Function and mechanism
BRCA1 is part of a complex that repairs double-strand breaks in DNA. The strands of the DNA double helix are continuously breaking as they become damaged. Sometimes only one strand is broken, sometimes both strands are broken simultaneously. DNA cross-linking agents are an important source of chromosome/DNA damage. Double-strand breaks occur as intermediates after the crosslinks are removed, and indeed, biallelic mutations in BRCA1 have been identified to be responsible for Fanconi Anemia, Complementation Group S,[4] a genetic disease associated with hypersensitivity to DNA crosslinking agents. BRCA1 is part of a protein complex that repairs DNA when both strands are broken. When this happens, it is difficult for the repair mechanism to "know" how to replace the correct DNA sequence, and there are multiple ways to attempt the repair. The double-strand repair mechanism in which BRCA1 participates is homology-directed repair, where the repair proteins copy the identical sequence from the intact sister chromatid.[5]

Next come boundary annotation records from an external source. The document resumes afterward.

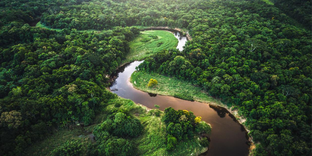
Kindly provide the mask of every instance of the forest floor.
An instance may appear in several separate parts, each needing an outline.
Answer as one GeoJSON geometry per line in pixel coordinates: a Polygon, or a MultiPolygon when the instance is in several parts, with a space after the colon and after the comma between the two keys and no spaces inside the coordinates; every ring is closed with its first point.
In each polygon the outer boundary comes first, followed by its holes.
{"type": "Polygon", "coordinates": [[[164,49],[175,48],[178,43],[178,39],[172,33],[167,31],[141,32],[139,36],[130,42],[130,52],[127,54],[122,64],[143,60],[164,49]]]}

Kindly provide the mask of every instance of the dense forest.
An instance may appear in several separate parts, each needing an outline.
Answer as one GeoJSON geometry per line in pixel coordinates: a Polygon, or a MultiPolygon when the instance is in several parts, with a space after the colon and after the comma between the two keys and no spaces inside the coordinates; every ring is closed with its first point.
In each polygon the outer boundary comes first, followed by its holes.
{"type": "MultiPolygon", "coordinates": [[[[107,76],[125,59],[129,42],[139,33],[134,26],[188,31],[193,39],[182,51],[162,51],[145,60],[139,70],[189,81],[235,106],[247,118],[256,143],[255,155],[310,155],[311,3],[273,2],[2,1],[0,155],[22,155],[69,121],[92,123],[99,108],[116,98],[106,89],[107,76]],[[39,20],[57,31],[30,26],[39,20]]],[[[119,133],[137,136],[142,126],[122,112],[112,113],[95,129],[95,139],[103,142],[94,146],[109,141],[134,154],[134,147],[119,133]],[[120,130],[116,118],[124,122],[120,124],[133,123],[129,126],[135,130],[120,130]]],[[[165,123],[168,144],[182,139],[174,133],[181,123],[165,123]]],[[[56,154],[61,151],[56,149],[56,154]]],[[[90,154],[117,154],[114,152],[90,154]]]]}

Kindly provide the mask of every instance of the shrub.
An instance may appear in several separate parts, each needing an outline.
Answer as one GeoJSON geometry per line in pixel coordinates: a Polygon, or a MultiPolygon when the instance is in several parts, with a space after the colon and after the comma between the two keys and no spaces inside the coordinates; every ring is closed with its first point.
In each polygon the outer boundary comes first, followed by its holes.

In the nucleus of many types of normal cells, the BRCA1 protein interacts with RAD51 during repair of DNA double-strand breaks.[6] These breaks can be caused by natural radiation or other exposures, but also occur when chromosomes exchange genetic material (homologous recombination, e.g., "crossing over" during meiosis). The BRCA2 protein, which has a function similar to that of BRCA1, also interacts with the RAD51 protein. By influencing DNA damage repair, these three proteins play a role in maintaining the stability of the human genome.[citation needed]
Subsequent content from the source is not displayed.